Geçirdiğim basit bir hastalık değil. Tanrı beni öldürdü, sonra önceki halimden tamamiyle değişik bir insan yarattıktan sonra tekrar canlandırdı
~•~
Garip gelebilir, ama bazen kendimi bir nehirdeki su damlası gibi hissediyorum. Her şey akıp giderken ben sadece onlarla birlikte sürükleniyorum. Nereye gideceğim veya ne olacağı belli değil. Ama son kavramı artık benim için bir anlam ifade etmiyor.
Aklımı kaybettiğimi hissediyorum...
Aylardır evimden dışarı çıkmadım. Hatta odamdan çıktığım zamanlar bile sayılı olabilir. İnsanların arasına adım atacak cesarete sahip değilim. Tüm günümü penceremden aşağı bakıp yukarıda dönen parlak küreleri, aşağıda dans eden korkunç insancıkları ve onların canavarlıklarını izleyerek geçiriyorum.

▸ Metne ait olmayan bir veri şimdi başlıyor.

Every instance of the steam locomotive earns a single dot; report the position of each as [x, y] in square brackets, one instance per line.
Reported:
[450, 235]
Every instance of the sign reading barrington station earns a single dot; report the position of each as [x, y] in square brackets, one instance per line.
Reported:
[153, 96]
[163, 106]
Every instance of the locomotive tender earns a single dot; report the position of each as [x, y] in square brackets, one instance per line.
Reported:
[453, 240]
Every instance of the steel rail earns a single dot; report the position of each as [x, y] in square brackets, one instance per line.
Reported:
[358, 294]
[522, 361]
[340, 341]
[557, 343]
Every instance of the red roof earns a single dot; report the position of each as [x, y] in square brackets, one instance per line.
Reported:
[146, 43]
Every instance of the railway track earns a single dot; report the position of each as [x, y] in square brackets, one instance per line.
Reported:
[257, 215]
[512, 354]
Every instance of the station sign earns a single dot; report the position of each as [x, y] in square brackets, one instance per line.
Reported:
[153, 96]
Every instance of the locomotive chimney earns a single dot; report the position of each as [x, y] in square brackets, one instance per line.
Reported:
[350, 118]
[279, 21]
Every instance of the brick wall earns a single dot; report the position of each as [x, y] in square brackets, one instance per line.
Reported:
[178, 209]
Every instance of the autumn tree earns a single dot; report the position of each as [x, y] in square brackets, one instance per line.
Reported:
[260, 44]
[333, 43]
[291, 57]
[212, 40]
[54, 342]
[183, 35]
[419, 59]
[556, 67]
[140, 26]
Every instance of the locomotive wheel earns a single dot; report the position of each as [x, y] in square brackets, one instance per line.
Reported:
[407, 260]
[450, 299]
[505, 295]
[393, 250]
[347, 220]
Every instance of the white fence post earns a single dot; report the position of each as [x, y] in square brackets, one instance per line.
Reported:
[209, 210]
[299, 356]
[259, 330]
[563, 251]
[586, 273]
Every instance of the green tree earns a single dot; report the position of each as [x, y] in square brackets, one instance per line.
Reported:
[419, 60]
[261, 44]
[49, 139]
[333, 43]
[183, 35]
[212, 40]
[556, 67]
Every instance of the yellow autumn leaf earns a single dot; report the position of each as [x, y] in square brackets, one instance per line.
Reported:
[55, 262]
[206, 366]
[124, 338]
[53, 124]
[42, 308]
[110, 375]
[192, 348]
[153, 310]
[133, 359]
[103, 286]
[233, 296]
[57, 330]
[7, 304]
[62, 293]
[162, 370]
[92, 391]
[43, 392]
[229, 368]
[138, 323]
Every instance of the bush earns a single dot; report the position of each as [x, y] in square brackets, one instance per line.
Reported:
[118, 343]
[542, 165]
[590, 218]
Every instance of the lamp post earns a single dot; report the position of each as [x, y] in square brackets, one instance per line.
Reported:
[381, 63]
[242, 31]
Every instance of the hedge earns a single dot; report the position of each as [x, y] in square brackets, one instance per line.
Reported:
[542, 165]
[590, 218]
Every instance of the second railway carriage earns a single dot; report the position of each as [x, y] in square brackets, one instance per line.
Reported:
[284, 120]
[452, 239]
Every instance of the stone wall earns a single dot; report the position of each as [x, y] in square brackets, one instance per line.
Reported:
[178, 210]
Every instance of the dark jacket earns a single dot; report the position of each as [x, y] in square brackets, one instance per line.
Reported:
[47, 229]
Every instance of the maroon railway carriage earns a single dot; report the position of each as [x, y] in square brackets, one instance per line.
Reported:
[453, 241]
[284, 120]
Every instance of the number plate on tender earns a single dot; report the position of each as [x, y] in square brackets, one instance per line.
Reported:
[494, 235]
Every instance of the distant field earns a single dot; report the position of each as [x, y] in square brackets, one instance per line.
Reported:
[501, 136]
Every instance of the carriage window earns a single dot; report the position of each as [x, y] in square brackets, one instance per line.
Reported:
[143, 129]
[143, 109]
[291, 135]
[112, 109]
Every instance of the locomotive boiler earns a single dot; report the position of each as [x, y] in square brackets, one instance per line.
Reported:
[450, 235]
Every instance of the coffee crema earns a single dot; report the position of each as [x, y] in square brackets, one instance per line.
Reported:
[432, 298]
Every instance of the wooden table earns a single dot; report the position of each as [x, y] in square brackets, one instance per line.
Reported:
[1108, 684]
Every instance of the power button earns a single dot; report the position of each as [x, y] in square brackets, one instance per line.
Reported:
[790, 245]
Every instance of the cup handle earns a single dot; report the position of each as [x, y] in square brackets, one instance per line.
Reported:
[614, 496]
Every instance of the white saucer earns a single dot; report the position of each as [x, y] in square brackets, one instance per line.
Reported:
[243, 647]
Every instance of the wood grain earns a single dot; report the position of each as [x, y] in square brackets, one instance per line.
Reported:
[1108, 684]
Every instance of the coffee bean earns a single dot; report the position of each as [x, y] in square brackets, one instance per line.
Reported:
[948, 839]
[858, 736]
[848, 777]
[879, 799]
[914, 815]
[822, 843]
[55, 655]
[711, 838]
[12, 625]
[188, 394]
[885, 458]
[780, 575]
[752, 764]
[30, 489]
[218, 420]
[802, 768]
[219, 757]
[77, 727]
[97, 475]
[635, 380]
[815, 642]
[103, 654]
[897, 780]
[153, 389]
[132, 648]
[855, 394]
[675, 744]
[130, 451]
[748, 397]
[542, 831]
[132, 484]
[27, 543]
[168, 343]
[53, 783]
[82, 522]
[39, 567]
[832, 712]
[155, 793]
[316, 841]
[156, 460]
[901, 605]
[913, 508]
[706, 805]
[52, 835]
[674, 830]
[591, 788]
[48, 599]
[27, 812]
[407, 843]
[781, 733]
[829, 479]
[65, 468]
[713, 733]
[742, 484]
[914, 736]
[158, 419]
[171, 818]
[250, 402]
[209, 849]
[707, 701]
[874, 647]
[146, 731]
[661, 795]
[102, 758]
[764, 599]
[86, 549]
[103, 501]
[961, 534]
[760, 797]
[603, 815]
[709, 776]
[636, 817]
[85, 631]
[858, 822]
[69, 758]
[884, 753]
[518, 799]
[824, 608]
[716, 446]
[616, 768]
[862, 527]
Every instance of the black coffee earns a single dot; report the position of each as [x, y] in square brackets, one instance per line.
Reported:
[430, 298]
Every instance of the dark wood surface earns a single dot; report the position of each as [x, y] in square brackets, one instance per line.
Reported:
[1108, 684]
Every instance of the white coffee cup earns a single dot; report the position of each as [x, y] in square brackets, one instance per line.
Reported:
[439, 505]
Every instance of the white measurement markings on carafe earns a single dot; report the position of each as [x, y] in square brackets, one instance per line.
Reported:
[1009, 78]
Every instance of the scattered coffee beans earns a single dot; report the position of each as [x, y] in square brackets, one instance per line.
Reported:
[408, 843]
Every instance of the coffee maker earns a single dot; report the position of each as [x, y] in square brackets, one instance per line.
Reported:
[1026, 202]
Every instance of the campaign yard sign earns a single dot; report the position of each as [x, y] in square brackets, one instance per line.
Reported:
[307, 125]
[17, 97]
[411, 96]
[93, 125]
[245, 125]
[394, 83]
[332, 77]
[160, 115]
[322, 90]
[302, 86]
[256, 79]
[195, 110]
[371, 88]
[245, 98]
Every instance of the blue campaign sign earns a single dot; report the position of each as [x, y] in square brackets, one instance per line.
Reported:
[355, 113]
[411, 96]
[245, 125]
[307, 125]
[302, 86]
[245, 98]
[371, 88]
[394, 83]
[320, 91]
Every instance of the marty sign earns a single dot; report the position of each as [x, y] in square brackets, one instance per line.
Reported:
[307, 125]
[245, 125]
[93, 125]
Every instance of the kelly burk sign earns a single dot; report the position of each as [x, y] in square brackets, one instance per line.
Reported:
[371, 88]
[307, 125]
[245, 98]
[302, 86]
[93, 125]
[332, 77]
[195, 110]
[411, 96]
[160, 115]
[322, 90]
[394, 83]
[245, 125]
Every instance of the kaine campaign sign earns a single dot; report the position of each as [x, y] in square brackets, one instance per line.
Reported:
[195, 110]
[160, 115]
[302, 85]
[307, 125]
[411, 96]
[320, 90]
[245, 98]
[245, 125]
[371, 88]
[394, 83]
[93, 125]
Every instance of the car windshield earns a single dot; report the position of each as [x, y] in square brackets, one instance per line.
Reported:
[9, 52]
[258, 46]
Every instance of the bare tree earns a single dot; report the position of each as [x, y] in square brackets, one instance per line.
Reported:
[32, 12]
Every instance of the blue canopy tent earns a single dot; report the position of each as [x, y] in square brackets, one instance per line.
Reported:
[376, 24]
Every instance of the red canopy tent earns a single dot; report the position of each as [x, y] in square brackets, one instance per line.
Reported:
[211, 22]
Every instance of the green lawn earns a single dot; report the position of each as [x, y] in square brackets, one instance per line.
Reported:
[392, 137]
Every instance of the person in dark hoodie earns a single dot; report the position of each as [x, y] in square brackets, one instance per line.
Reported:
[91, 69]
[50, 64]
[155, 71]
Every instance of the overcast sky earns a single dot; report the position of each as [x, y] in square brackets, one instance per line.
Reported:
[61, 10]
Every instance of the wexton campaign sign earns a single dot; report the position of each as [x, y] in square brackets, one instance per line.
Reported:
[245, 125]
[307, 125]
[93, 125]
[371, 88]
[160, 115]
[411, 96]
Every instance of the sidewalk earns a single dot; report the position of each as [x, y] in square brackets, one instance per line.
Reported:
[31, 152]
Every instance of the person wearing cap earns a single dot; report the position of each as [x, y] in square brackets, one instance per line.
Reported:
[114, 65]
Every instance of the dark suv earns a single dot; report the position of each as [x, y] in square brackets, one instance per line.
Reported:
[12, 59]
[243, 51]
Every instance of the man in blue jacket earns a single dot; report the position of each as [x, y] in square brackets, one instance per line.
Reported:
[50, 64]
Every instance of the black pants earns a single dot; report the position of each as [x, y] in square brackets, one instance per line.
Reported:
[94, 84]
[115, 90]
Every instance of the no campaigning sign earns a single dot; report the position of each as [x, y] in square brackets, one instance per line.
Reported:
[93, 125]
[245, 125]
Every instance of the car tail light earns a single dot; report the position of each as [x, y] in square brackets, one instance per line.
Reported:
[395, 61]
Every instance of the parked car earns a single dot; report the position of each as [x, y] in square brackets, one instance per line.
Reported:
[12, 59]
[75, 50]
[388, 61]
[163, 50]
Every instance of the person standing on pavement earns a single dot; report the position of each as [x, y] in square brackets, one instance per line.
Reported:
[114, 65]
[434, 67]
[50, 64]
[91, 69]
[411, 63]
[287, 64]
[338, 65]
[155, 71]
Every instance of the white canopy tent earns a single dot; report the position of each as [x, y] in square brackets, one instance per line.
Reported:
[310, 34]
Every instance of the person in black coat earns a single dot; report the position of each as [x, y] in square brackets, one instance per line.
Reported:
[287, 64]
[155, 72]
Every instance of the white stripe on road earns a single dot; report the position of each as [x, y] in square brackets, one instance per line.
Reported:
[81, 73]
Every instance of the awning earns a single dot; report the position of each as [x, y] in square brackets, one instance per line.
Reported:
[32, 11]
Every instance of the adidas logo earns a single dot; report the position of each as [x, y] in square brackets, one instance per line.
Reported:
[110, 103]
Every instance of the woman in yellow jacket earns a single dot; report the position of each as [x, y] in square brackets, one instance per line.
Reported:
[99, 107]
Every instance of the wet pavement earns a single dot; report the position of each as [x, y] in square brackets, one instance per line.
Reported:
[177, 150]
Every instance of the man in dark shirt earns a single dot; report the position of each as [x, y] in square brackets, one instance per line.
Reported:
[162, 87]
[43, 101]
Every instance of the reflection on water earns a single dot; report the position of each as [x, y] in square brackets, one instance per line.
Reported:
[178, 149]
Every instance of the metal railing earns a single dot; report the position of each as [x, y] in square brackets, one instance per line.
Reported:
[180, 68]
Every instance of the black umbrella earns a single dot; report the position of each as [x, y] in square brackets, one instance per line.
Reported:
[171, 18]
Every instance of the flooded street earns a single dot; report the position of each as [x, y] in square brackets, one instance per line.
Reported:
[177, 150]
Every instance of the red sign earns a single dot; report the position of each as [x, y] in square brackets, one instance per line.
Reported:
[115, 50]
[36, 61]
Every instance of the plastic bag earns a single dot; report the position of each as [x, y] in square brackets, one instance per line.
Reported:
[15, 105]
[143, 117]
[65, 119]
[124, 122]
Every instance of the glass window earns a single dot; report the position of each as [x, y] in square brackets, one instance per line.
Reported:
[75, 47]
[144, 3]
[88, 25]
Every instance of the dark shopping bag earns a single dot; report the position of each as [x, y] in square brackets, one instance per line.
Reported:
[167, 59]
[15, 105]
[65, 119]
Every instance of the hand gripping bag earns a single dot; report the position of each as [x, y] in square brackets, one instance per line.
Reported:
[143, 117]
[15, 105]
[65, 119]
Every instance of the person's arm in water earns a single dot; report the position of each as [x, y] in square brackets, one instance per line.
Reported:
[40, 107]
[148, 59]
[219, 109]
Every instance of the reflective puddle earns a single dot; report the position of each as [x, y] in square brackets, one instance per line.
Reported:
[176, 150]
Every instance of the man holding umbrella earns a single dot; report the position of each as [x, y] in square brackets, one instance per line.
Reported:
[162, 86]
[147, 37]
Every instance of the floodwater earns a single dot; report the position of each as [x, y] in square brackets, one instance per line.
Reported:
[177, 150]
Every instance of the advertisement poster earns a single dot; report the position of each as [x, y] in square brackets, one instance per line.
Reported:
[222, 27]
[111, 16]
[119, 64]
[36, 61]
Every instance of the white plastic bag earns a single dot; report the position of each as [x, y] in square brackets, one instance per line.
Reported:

Sadece merak ediyorum, bu insanların yaptığı canavarca şeyler, benim insanken yaptıklarımı geçebilir mi? Gün boyu küçük odamın camından görünen yüzlerce insana bakıyorum. Geçen her çocuğun, her kadının ve erkeğin gözlerindeki parlaklık dikkatimi çekiyor. Hepsinin yüzünden okunan bir duygu ifadesi var. Hepsi insan olduklarını düşünen canavarlar.
"Dazai-san, bir yere gitmek istemez misin?"
Çocuk bana endişe ile bakıyor. Her zamanki saf hali. Ölmeden önce ona bu kadar saf olmamayı öğretmem gerekiyordu...
"Ayrılmaya ihtiyacım yok."
"Biraz dışarı çıkmaya ihtiyacın var. Hem Kenji-kun'da bizimle gelir. Lütfen Dazai-san..."
Bana solgun kedi gözleri ile bakıyor. Orada en küçük bir umut parıltısını görebiliyorum. Son umudu. Sadece benim iyi olmamı istiyor. Her ne kadar en azından yaşamda yalnız olmadığımı düşünüp az da olsa kendimi teselli edebilmek için benim gibi boş gözlere sahip bir çocuk arasam da, bu çocuğu umudunu yitirmesine izin vermem, veremem.
Bu çocuk olmaz...
-. . -.. . -. / .... . .-. / -.-- . .-. / -.- .. .-. -- .. --.. .. ..--..
"Sadece kısa bir süreliğine."
"Gerçekten mi Dazai-san! Hemen Kenji-kun'u çağırıyorum!"
Atsushi-kun'un heyecanlı tavırları beni neredeyse gülümsetecekti. Her ne kadar benim hayatım utanç dolu ve acı bir son bulmuş olsa da, onun benim sayemde böyle gülümseyebildiğini düşünmek o soğuk boşluğu biraz da olsa ısıtıyor.
"Tamam, tamam. Git hadi."
Koşarak odadan ve ardından evden çıkıp daha küçük olan çocuğu çağırmaya gitti. Sonuçta Kenji-kun hâlâ telefonların nasıl çalıştığını kavrayamadığı için onun yanına gitmeden haber veremez.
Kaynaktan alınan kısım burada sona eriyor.